A Numerical Study of Jovian Moist Convection with a new Convective Adjustment Scheme, and Implications for Jupiter's Water Abundance
Abstract
Jupiter’s atmosphere features a variety of clouds that are formed from the interplay
of chemistry and atmospheric dynamics, from the deep red of the Great Red Spot to
the high altitude white ammonia clouds present in the zones. Beneath these upper
level clouds, water condensation occurs, and sporadically leads to the formation of
towering convective storms, driven by the release of large amounts of latent heat.

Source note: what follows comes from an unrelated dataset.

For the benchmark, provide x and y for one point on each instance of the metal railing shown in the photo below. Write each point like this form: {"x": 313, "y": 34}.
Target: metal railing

These storms result in a widespread disruption of the cloud and dynamical structure
of the atmosphere at the latitude where they form, making the study of these events
paramount in understanding the dynamics at depth, and the role of water in the jovian
atmosphere. In this work, we use the Explicit Planetary hybrid-Isentropic Coordinate
(EPIC) General Circulation Model (GCM) to study the jovian atmosphere, with a
focus on moist convective storm formation from water condensation. We present the
addition of a sub-grid scale moist convective module to model convective water cloud
formation. We focus on the 24° N latitude, the location of a high speed jetstream,
where convective upwellings have been observed every 4-5 years. We find that the
convective ability, and vertical mass and energy flux of the atmosphere is strongly
correlated with the amount of water, and determine an upper limit of the amount of
water in the atmosphere as twice the solar [O/H] ratio.